ETL Process
Week 11: Reading
Etract, Transform, and Load (ETL)
Learning Outcomes
- Learn how the Extract, Transform, and Load Process Works.
- Learn how the 10 steps of ETL.
Lesson Materials
The Extract, Transform, and Load (ETL) process contains ten basic steps. They are:
- Determine which data you want by qualifying the:
- The granularity of data:
- Granularity is a unit of measurement that determines the accuracy of the data. For example, collection the data daily is a finer grain measure of information than collecting data weekly or monthly.
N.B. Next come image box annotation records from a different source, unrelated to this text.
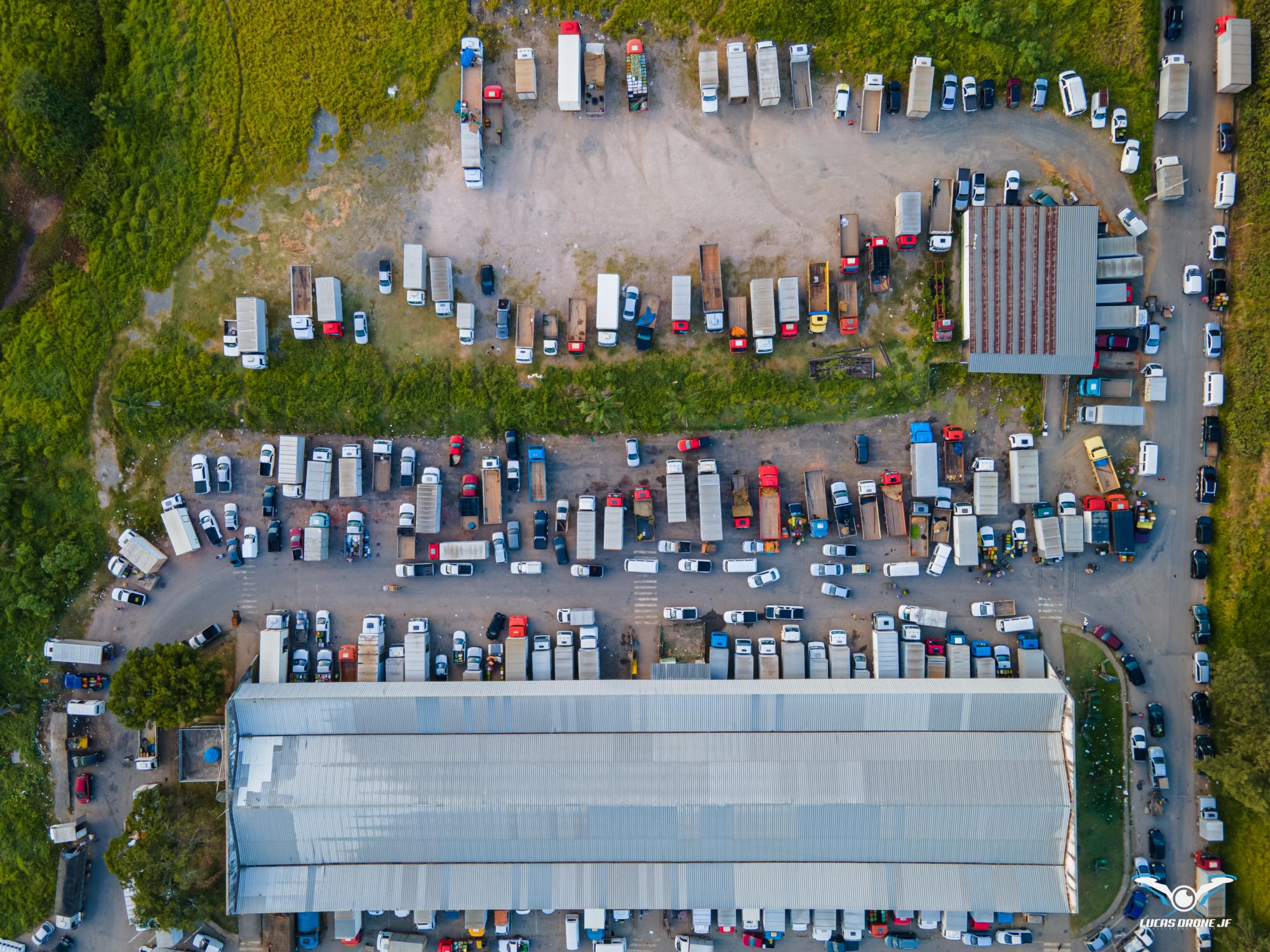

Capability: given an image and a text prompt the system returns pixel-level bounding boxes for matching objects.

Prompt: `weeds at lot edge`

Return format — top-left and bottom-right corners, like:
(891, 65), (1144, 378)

(1063, 628), (1128, 934)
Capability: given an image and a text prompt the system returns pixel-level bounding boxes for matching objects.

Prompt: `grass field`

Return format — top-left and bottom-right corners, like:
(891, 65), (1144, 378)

(1063, 629), (1129, 934)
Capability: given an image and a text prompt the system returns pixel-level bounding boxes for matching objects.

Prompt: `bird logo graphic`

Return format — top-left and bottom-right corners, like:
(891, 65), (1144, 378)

(1133, 873), (1234, 913)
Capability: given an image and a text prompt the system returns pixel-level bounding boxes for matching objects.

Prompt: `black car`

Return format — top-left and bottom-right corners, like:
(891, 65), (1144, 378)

(1191, 548), (1208, 579)
(856, 433), (869, 466)
(1191, 690), (1213, 727)
(886, 80), (904, 116)
(485, 612), (507, 641)
(1006, 76), (1024, 109)
(1217, 122), (1234, 155)
(979, 80), (997, 109)
(1165, 4), (1184, 42)
(494, 297), (512, 340)
(1195, 466), (1217, 502)
(1120, 654), (1147, 688)
(952, 169), (970, 212)
(1191, 605), (1213, 645)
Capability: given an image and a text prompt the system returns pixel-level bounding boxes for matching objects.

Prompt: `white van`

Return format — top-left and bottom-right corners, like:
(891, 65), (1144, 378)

(1058, 70), (1090, 119)
(1204, 371), (1226, 406)
(622, 558), (662, 575)
(881, 562), (922, 579)
(997, 614), (1036, 634)
(1138, 439), (1160, 476)
(1213, 171), (1234, 208)
(926, 542), (952, 575)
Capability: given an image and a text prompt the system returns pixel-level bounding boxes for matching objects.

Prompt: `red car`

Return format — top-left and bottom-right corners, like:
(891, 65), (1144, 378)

(1093, 334), (1138, 351)
(679, 437), (710, 453)
(1093, 624), (1124, 651)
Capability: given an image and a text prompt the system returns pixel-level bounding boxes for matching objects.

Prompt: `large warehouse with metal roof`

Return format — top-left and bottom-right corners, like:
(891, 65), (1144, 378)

(226, 678), (1077, 914)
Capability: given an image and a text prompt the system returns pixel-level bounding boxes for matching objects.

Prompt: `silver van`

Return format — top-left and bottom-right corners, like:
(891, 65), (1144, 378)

(622, 558), (662, 575)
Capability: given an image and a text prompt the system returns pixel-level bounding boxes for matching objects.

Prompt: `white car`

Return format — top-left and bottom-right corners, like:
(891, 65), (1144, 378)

(216, 456), (234, 492)
(1204, 321), (1222, 361)
(833, 83), (851, 119)
(1194, 650), (1209, 684)
(189, 453), (212, 496)
(1115, 206), (1147, 238)
(970, 171), (988, 208)
(1001, 169), (1024, 204)
(622, 285), (639, 321)
(961, 76), (979, 113)
(1111, 107), (1135, 142)
(1208, 225), (1229, 262)
(1142, 321), (1161, 354)
(1120, 138), (1142, 175)
(745, 568), (781, 589)
(1129, 727), (1147, 760)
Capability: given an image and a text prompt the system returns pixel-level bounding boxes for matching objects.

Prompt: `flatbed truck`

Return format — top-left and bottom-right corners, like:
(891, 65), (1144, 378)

(856, 479), (881, 542)
(881, 473), (908, 535)
(758, 461), (781, 542)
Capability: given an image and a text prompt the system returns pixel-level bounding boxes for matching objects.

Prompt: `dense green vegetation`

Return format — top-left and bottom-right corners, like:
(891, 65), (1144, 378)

(105, 783), (225, 929)
(1063, 631), (1125, 933)
(1205, 0), (1270, 934)
(0, 0), (1163, 934)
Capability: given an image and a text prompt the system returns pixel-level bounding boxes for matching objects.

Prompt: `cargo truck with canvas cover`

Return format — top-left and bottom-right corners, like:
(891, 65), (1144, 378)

(697, 244), (723, 334)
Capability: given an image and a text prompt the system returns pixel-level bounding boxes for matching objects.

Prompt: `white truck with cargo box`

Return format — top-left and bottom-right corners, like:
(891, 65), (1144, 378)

(428, 257), (457, 318)
(339, 443), (362, 499)
(728, 43), (749, 105)
(161, 492), (203, 554)
(872, 631), (899, 678)
(1010, 433), (1040, 505)
(754, 39), (781, 107)
(904, 56), (935, 117)
(1156, 53), (1190, 119)
(972, 456), (1001, 515)
(596, 274), (621, 347)
(401, 244), (428, 307)
(44, 638), (112, 664)
(1214, 14), (1252, 93)
(1076, 404), (1147, 427)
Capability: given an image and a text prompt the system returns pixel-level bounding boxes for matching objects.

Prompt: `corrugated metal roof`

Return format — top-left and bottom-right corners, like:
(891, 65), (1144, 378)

(226, 678), (1074, 913)
(237, 863), (1068, 914)
(961, 206), (1099, 373)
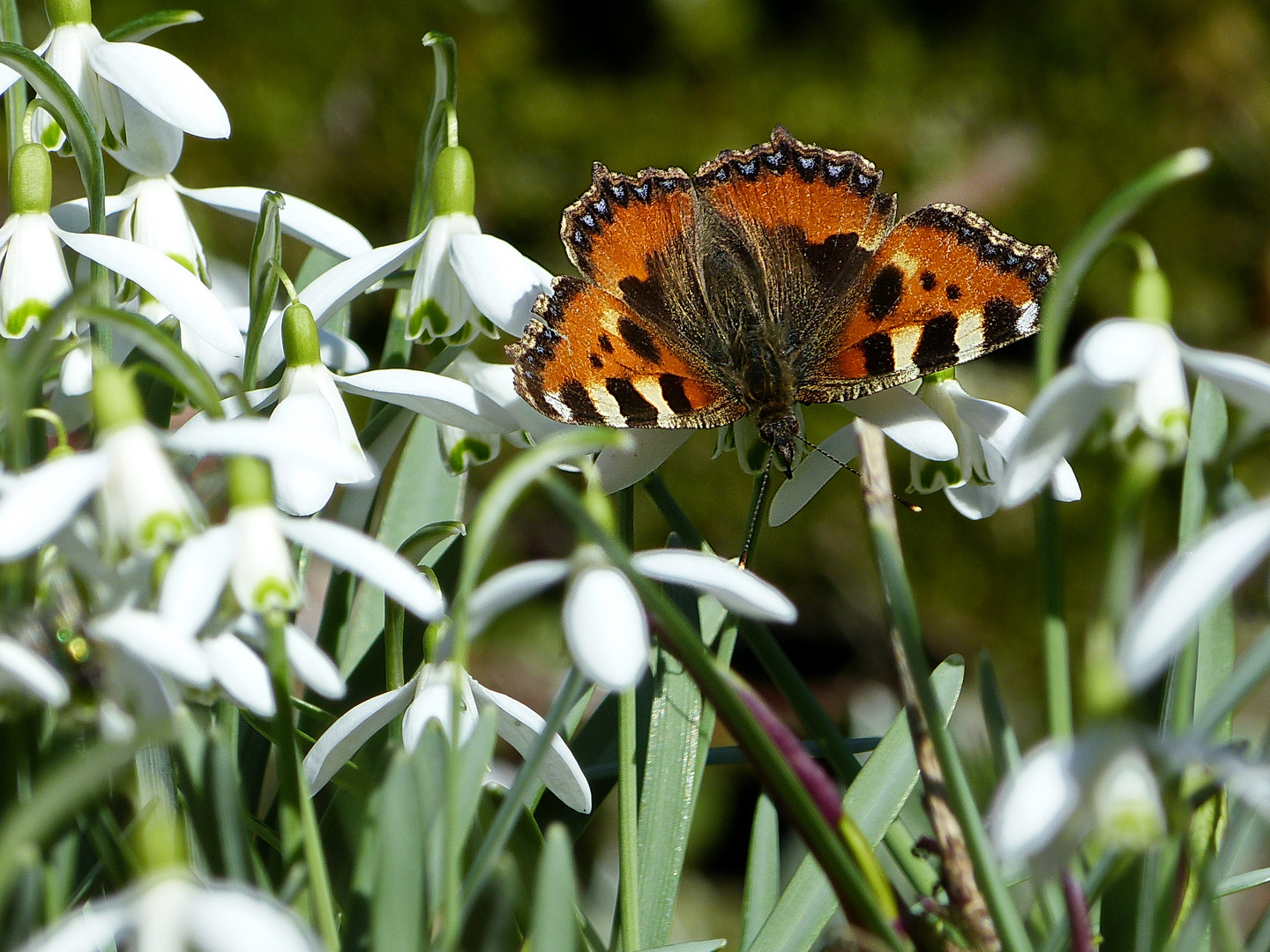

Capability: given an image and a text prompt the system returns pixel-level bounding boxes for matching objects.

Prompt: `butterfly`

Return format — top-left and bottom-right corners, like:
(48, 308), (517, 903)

(507, 127), (1058, 473)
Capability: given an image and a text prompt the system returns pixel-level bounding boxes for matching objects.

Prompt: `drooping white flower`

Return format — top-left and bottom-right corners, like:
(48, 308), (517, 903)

(467, 546), (797, 690)
(0, 0), (230, 169)
(257, 303), (519, 516)
(21, 874), (323, 952)
(303, 663), (591, 814)
(909, 370), (1080, 519)
(0, 145), (243, 355)
(1002, 317), (1270, 507)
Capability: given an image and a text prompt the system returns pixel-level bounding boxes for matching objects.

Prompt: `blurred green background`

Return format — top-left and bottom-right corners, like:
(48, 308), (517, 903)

(26, 0), (1270, 937)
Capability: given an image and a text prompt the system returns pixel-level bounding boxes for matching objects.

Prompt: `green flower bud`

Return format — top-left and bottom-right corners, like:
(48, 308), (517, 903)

(282, 301), (321, 367)
(225, 456), (273, 509)
(44, 0), (93, 26)
(432, 146), (476, 216)
(9, 142), (53, 214)
(93, 361), (146, 433)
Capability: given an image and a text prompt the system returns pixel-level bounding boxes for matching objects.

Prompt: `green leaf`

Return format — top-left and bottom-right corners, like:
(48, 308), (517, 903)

(741, 793), (781, 952)
(243, 191), (286, 390)
(1036, 148), (1213, 386)
(75, 306), (225, 418)
(0, 43), (106, 238)
(529, 824), (578, 952)
(337, 416), (467, 678)
(745, 658), (965, 952)
(638, 588), (736, 946)
(106, 11), (203, 43)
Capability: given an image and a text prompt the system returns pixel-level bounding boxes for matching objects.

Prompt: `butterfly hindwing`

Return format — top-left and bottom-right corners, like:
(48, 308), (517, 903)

(797, 205), (1058, 402)
(508, 277), (744, 429)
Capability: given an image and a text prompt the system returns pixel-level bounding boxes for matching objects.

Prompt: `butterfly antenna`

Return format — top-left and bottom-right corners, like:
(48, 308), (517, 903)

(736, 464), (773, 569)
(795, 434), (922, 513)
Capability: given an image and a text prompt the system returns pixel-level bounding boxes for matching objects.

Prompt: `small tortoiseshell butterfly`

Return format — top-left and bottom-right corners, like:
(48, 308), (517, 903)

(507, 127), (1057, 472)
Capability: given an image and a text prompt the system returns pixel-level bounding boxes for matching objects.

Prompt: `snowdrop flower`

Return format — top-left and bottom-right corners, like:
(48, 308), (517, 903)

(988, 731), (1167, 872)
(21, 874), (321, 952)
(303, 661), (591, 814)
(0, 0), (230, 169)
(0, 144), (243, 354)
(909, 369), (1080, 519)
(258, 302), (519, 516)
(1117, 500), (1270, 690)
(0, 635), (71, 707)
(467, 546), (797, 690)
(407, 146), (497, 344)
(1002, 317), (1270, 507)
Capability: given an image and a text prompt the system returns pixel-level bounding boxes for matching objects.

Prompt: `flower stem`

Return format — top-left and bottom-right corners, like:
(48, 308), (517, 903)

(265, 612), (339, 952)
(856, 420), (1033, 952)
(539, 472), (904, 952)
(617, 688), (643, 952)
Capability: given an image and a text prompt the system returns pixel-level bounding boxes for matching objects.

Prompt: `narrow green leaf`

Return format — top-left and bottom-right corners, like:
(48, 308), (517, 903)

(741, 794), (781, 952)
(370, 753), (428, 952)
(243, 191), (286, 390)
(106, 11), (203, 43)
(529, 824), (578, 952)
(745, 658), (965, 952)
(337, 416), (467, 678)
(75, 306), (225, 418)
(1036, 148), (1213, 386)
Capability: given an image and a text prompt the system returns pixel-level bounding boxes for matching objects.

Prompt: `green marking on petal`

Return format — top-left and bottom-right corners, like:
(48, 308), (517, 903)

(4, 303), (53, 338)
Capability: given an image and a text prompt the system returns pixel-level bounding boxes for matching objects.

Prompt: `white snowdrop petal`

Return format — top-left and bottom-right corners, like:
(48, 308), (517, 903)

(165, 416), (375, 482)
(1181, 344), (1270, 418)
(57, 228), (243, 357)
(846, 387), (958, 459)
(159, 525), (239, 636)
(185, 883), (323, 952)
(303, 677), (418, 796)
(85, 608), (212, 688)
(180, 185), (370, 257)
(1001, 367), (1119, 507)
(631, 548), (797, 624)
(767, 424), (860, 525)
(990, 742), (1080, 866)
(286, 624), (348, 699)
(278, 516), (444, 621)
(0, 450), (107, 562)
(201, 632), (277, 718)
(1119, 502), (1270, 690)
(450, 234), (551, 338)
(564, 568), (649, 690)
(1072, 317), (1178, 386)
(468, 678), (591, 814)
(0, 635), (71, 707)
(596, 428), (696, 494)
(87, 43), (230, 138)
(335, 368), (519, 433)
(467, 559), (569, 635)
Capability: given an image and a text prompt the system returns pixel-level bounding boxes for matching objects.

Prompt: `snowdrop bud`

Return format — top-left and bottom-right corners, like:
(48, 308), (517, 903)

(93, 361), (146, 433)
(44, 0), (93, 26)
(1129, 255), (1174, 324)
(432, 146), (476, 216)
(282, 301), (321, 367)
(9, 142), (53, 214)
(225, 456), (273, 509)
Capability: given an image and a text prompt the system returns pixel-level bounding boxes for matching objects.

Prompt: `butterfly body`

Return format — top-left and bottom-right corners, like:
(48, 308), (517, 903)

(508, 128), (1057, 471)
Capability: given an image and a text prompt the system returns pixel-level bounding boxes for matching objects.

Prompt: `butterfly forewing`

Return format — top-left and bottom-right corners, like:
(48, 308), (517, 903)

(508, 277), (744, 429)
(797, 205), (1058, 402)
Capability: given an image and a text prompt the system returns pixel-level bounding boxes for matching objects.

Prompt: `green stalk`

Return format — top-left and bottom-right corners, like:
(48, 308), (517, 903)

(856, 420), (1033, 952)
(540, 473), (906, 952)
(617, 688), (644, 952)
(265, 612), (339, 952)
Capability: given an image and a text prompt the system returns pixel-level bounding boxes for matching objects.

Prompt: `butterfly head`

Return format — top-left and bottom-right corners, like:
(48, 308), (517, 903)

(758, 413), (799, 479)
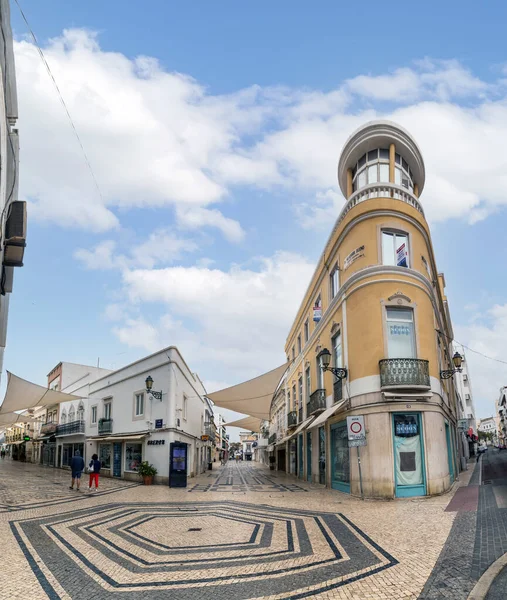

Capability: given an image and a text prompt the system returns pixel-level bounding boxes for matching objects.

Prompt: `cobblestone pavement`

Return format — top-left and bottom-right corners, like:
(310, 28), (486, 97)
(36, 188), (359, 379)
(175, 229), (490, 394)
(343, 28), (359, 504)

(0, 460), (474, 600)
(420, 449), (507, 600)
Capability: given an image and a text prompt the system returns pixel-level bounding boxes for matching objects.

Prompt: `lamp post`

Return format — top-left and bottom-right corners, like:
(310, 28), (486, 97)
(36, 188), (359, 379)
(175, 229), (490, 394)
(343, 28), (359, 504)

(440, 352), (463, 379)
(144, 375), (162, 401)
(317, 348), (347, 379)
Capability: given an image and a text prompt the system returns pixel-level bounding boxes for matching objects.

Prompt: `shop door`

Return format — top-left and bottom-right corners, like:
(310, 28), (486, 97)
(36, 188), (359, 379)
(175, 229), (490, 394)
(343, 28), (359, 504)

(445, 423), (454, 483)
(113, 442), (122, 477)
(331, 421), (350, 494)
(306, 431), (312, 482)
(298, 433), (304, 479)
(319, 427), (326, 484)
(393, 413), (426, 498)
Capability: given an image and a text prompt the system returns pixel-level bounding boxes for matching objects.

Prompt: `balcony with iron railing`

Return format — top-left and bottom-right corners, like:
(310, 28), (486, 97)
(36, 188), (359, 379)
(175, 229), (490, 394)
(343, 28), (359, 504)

(306, 389), (326, 417)
(287, 410), (298, 427)
(379, 358), (431, 390)
(56, 420), (84, 436)
(40, 423), (58, 435)
(99, 419), (113, 435)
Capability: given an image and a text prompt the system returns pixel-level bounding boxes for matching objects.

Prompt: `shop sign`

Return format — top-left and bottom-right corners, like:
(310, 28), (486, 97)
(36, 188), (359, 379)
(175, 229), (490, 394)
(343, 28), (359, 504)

(343, 246), (364, 271)
(313, 306), (322, 323)
(396, 242), (408, 267)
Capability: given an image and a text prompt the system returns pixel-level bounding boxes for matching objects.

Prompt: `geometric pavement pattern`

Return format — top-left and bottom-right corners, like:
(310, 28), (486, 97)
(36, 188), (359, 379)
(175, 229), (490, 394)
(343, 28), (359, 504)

(188, 462), (308, 493)
(10, 501), (398, 600)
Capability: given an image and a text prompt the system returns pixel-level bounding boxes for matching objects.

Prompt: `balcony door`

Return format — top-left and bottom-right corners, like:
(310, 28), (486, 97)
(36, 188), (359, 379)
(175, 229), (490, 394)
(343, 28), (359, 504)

(386, 308), (417, 358)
- The granularity of locality:
- Locality is also a unit of measurement. It that determines whether you collect data by city, country, or state. The more precise the location, the finer the granularity of locality.
- Determine the platform, structure, character set, and encoding of source data:
- The data platform:
- The data platform dictates much about the data:
- It qualifies the basic encoding, which may be ASCII (American Standard Code for Information Interchange) or EBCDIC (Extended Binary Coded Decimal Interchange Code). ASCII encoding is the basis for Unix, Linux, and Microsoft Windows and many other operating systems. EBCDIC is the basis for the IBM mainframe systems.
- Within each encoding schema there are character sets. Character sets define how we represent data. Character sets support given languages, like English, Arabic, Chinese, and Japanese.
- Structures are built from sets of characters arranged to have meaning and scope. Sets of structures may be organized in various files. The files can be arranged in many formats, like position specific, comma separated values (CSVs), tab separated values (TSVs), Extensible Markup Language (XML), JavaScript Object Notation (JSON).
- Determine how you are going to read, store, write, and process data.
- Determine the common target data structure into which you will transform the original data sets.
- Determine how to transform the data into a consistent transient data structure target.
- Determine where you will store the transient data.
- Determine the target data warehouse repository.
- Determine the required programming language to move the data from the transient repository into the target data warehouse repository.
- Determine the best way to import the data into the data warehouse repository.
- Determine when you will load the data into the data warehouse repository.